The question of “Why should anyone care?” seems to be driving a lot of my creation lately. I look at things I’ve done and think, well, that is technically proficient, but ultimately…boring. My creation ability seems to be well suited to knitting socks and sweaters and less well matched to painting and writing.
Perhaps I have an antiquated view of art in my head. Art as the fine and rarefied thing you see hanging in a museum (which, realistically, I won’t ever be featured in), craft is the thing that everyone can do. Is there art in craft? Certainly. That passion, that inspiration that crosses the divide between the two, though, what is that made of? Where does that come from? Does it start with wondering if you can do something? Does it start with seeing God in a sunset? Does it start with practice or talent?
There’s a loaded word. Talent. I’ve grown to hate it. So much stuffed into one little word. Expectations, limitations, fantasy. Being told I’m talented feels like a dismissal, as if I’m not working at what I do, it just happens magically with no effort. This is hogwash. Being told I’m talented also ranks up there with people saying they don’t know where I find the time to do art, or that they could never do what I do. It feels like a way of telling me it’s frivolous. That doing something I’m already talented at (if I even am) is a waste of time I could be using to do…what? Accounting? Dishes? Whatever it is that other people use their free time to do? Something that is qualified as work. Something that isn’t useless.
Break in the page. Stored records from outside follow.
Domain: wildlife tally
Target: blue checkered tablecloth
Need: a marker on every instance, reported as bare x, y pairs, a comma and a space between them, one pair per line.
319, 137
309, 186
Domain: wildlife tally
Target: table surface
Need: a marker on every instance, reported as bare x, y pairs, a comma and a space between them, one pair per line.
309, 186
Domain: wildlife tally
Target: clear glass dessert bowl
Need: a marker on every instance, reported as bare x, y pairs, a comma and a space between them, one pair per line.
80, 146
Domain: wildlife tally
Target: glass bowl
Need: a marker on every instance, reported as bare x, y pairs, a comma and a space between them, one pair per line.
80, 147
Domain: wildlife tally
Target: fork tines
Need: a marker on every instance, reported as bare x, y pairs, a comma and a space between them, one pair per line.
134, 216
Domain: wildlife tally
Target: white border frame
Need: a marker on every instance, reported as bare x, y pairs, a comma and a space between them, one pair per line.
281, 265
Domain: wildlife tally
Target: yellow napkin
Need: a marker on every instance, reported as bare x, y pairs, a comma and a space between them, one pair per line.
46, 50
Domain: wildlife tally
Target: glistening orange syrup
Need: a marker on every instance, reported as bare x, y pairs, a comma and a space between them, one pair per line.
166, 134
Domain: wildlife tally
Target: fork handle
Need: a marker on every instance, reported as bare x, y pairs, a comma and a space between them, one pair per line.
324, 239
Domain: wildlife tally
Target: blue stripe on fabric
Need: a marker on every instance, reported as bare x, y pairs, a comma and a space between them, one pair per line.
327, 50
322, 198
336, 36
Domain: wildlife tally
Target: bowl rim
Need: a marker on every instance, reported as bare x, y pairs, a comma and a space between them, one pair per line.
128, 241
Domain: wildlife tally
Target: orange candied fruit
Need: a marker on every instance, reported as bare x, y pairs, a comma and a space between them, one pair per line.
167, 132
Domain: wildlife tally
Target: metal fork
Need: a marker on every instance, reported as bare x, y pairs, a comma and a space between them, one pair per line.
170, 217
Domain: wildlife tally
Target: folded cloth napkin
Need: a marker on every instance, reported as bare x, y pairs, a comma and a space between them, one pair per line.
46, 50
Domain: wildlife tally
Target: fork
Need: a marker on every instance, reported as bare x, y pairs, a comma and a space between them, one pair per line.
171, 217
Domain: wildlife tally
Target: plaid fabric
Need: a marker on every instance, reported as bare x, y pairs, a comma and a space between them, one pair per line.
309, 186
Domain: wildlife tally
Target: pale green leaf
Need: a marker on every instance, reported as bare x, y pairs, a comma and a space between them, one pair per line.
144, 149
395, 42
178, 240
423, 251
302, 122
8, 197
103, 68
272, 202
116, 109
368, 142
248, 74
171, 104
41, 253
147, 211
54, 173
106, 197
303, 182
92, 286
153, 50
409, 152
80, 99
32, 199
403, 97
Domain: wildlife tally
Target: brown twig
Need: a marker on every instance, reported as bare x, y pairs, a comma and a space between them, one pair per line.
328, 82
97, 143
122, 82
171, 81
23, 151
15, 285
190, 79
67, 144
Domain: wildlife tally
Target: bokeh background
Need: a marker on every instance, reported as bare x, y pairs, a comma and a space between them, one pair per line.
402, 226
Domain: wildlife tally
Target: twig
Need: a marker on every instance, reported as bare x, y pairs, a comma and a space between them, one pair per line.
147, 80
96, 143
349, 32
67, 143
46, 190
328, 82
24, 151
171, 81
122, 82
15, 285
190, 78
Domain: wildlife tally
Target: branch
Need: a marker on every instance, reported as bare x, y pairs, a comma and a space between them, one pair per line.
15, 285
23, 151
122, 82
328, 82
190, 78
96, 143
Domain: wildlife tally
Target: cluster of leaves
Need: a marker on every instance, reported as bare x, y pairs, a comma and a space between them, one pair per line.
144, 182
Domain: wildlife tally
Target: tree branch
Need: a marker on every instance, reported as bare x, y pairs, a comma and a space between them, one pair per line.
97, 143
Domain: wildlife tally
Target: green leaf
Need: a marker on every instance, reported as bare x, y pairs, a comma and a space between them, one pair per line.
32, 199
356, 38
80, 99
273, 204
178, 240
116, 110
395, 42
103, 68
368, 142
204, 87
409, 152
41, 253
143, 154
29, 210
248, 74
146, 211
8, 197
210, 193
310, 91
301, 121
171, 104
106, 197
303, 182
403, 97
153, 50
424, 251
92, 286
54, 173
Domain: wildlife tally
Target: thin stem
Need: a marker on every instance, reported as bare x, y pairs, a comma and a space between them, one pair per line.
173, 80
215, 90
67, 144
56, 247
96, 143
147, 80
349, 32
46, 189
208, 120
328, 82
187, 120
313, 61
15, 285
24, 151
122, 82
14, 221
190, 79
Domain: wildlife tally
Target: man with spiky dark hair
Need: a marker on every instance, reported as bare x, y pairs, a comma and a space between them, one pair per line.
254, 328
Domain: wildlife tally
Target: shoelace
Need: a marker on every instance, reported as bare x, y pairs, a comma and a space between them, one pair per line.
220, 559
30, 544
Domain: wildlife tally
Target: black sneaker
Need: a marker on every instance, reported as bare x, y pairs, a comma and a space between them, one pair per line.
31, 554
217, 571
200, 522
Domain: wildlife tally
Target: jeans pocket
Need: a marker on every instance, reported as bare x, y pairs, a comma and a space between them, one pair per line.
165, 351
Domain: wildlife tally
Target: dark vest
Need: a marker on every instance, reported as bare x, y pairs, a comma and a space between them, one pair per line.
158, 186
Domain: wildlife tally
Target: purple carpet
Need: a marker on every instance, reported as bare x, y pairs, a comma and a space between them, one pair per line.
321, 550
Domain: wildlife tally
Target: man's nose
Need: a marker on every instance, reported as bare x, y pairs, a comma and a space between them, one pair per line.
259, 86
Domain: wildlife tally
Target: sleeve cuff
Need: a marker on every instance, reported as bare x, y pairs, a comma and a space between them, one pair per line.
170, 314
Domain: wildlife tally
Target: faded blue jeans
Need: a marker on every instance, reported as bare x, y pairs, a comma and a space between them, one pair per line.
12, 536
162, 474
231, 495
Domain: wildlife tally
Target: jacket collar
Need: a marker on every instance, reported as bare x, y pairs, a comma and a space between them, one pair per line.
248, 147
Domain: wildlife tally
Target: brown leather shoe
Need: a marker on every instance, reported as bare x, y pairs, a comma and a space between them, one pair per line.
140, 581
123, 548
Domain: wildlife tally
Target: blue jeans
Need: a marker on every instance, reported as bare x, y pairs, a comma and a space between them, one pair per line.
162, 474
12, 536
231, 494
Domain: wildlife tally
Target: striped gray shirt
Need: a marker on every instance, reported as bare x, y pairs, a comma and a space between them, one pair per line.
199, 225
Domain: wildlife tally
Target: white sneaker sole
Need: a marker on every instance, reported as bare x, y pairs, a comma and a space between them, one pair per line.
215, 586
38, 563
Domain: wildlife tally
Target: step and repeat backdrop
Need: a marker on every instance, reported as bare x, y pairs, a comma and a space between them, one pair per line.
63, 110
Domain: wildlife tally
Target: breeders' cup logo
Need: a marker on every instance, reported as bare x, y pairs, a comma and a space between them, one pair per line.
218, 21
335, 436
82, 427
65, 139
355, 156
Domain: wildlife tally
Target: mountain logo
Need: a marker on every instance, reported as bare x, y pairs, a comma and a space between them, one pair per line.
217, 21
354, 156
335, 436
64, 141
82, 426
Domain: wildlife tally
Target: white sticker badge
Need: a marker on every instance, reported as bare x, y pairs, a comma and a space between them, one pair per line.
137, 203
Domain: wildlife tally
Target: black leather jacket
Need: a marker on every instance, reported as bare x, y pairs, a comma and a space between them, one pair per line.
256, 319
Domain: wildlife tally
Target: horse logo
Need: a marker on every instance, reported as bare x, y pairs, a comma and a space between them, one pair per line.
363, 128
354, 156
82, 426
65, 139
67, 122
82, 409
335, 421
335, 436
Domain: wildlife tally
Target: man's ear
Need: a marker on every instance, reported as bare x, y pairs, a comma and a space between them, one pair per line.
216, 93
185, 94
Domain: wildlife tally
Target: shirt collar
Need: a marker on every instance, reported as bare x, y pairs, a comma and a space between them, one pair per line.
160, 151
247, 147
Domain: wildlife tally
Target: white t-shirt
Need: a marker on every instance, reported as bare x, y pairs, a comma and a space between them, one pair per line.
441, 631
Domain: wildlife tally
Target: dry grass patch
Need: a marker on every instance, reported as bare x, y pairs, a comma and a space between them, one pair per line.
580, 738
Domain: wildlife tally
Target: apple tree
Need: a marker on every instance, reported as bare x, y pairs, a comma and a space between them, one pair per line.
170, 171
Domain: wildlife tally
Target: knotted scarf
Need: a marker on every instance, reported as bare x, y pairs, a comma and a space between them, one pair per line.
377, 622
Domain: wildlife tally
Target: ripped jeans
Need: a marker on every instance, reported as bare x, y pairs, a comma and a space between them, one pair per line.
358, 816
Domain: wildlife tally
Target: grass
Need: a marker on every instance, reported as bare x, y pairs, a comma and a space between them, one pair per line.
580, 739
Clearly, I don’t have any grand answers. I paint and draw because I find things beautiful or fascinating, and I want to create something that is beautiful or fascinating. I also paint because I like finding out if I can do it. I write because I have stories in my head that I like to put down on paper, and also because I want to see if I can do it. I knit because I like socks that fit and warm sweaters, and also to see if I can do it. (Seeing a theme here?) Is that enough? For me, for right now, yes it is. For other people? I don’t know. I don’t know if people will ever find my writing captivating, or my art inspiring. There is no objective measure though, so I will keep creating as I can and see where it takes me. At the very least I will have made something pretty at the end of the day. And my socks will fit.
What inspires you to create? Do you consider yourself an artist or a crafter? Does the word talent make you grind your teeth?